As for Carl Jung, his true position was rather that he was deeply convinced of God’s existence but knew to be unable to fully understand his own belief, let alone communicate it to others. In a letter , he wrote: “The God-image is the expression of an underlying experience of something which I cannot attain to by intellectual means.” This is very similar to a famous statement of Johann Gottlob Fichte, who wrote: “My entire conviction is only belief, and it comes from mindset, not from reason.” Like many other great minds of the past, he saw, that unlike believing that God exists, knowing that God exists is utterly naïve.  

Science and belief

Few people will deny that since the days of Thomas Aquinas scientific knowledge has grown tremendously. This observation gives rise to an uncomfortable logical argument:

1 God is reality’s first cause

2 Science studies reality

3 Hence, science studies God

4 Scientific knowledge is belief plus justification

5 Hence, science is better than belief

6 Therefore, to study God, science is better than belief

So historically, scientific development should have led to more knowledge also of God. But, although the idea of centuries of conflict between religion and science is totally obsolete, who would support the view that the development of science brought us any closer to God? This might mean that there is something wrong with the first three lines of the above argument, for example, that science studies reality, but deliberately chooses to ignore God’s part therein when building its theories.

Werner Heisenberg (1901 – 1975), who won the Nobel prize for physics in 1932

That would be a blunt undervaluation of the views of many deeply religious scientists. Werner Heisenberg, a devout Lutheran, who in 1927 introduced his famous uncertainty principle in quantum mechanics, wrote: “The first gulp from the glass of natural sciences will turn you into an atheist, but at the bottom of the glass God is waiting for you.” Many other scientists, including Charles Darwin and Albert Einstein, made similar statements.

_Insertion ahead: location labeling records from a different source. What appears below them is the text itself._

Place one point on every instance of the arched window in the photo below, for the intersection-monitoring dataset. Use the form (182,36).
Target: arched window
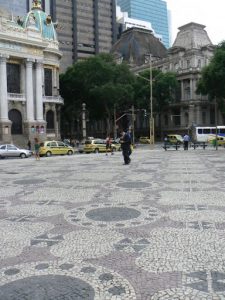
(16,118)
(186,118)
(50,120)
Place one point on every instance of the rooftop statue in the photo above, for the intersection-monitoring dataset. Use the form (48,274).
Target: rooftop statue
(43,22)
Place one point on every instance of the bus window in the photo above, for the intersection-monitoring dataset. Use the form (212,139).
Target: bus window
(206,130)
(222,130)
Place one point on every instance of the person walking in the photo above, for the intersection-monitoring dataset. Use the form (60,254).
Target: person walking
(108,145)
(29,145)
(126,147)
(186,141)
(36,149)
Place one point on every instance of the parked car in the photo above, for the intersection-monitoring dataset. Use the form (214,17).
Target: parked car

By studying what is often called God’s ‘book of nature’, their religious feelings were rather nourished than denied. And why not? In principle, rational interpretation of the “book of nature” might very well justify belief in God.  In his 1998 encyclical Fides et Ratio, Pope John Paul II writes: “Although faith, a gift of God, is not based on reason, it can certainly not dispense with it.”

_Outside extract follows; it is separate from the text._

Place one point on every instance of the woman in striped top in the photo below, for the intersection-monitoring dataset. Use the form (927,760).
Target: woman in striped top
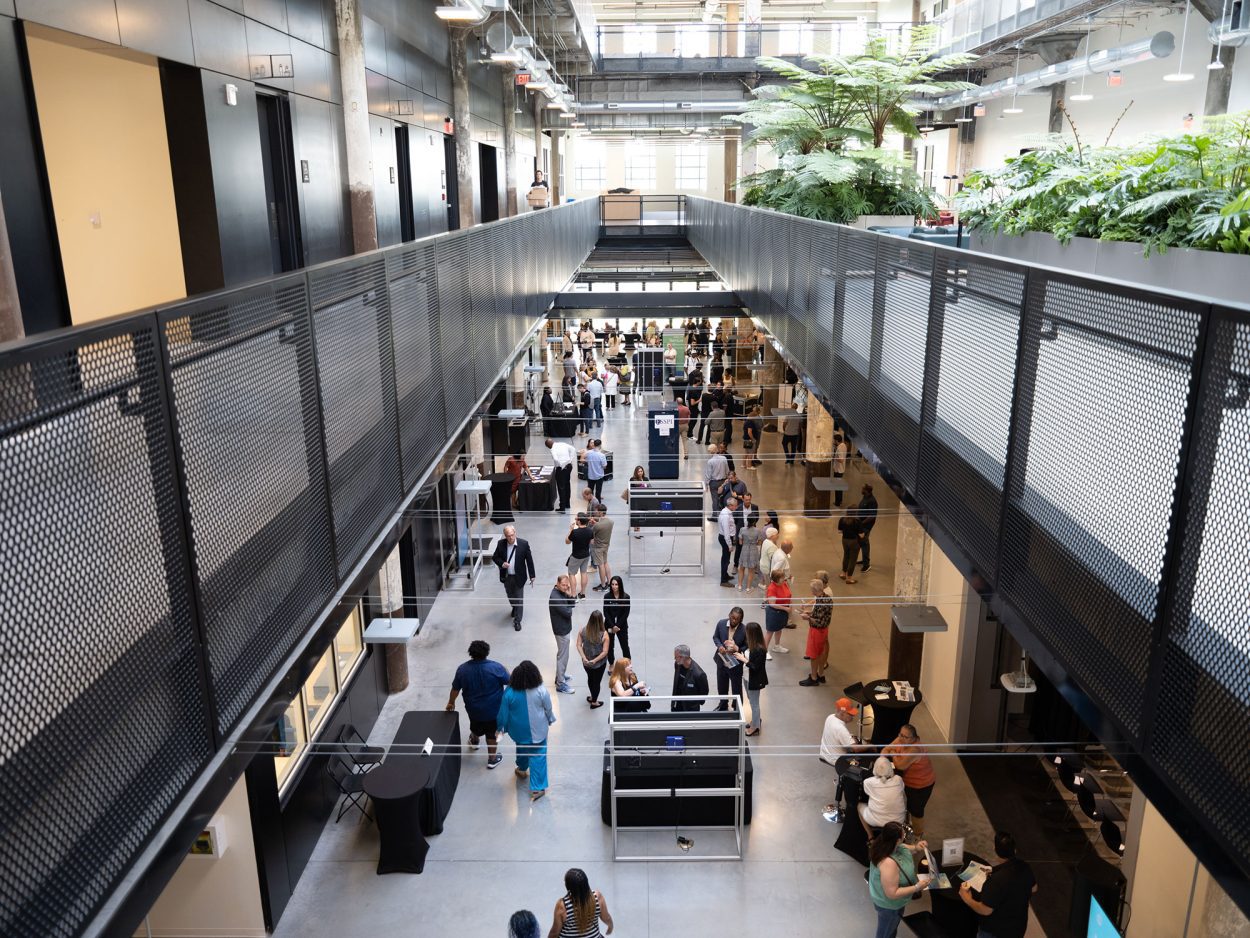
(580,911)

However, as we saw above, this justification can never come directly from sense perception, but only from a consistent theory with convincing proof of God’s presence. So far, this kind of proof has not been given, although many scientists would gladly have given it if they just could have. Their religious awe for the wonders of the universe obviously stiffened their belief, but it should not be mistaken for knowledge of God’s existence. Contrary to the big scientific theories of our days, there is no widely accepted scientific theory explaining God’s necessary role in the universe. On the contrary: God’s former miracles are being explained by science one after the other. While in the days of Thomas Aquinas God’s role as the first cause of the universe was still paradigmatic knowledge, in our days we are far less convinced. This might imply that in the above argument there indeed is a false premise, the first: God is not necessary as reality’s first cause.

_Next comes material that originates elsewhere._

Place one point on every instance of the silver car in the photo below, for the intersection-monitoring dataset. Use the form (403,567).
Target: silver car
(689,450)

On the fly, we also gave an improved definition of knowledge: knowledge is belief justified by consistency with a set of generally accepted basic observations. Belief in gods as directly influencing the affairs of the universe does not meet the above criterium. This is not another way of saying that I think there are no gods. Once more: asking if God (or gods in general) exists is a bad question. I only say that we cannot develop a theory of God that is supported by widely accepted scientific knowledge.

Of course, also in science, there are controversies. As I wrote in the introduction, we know quite a lot, but no human belief has a truth-guaranteeing justification.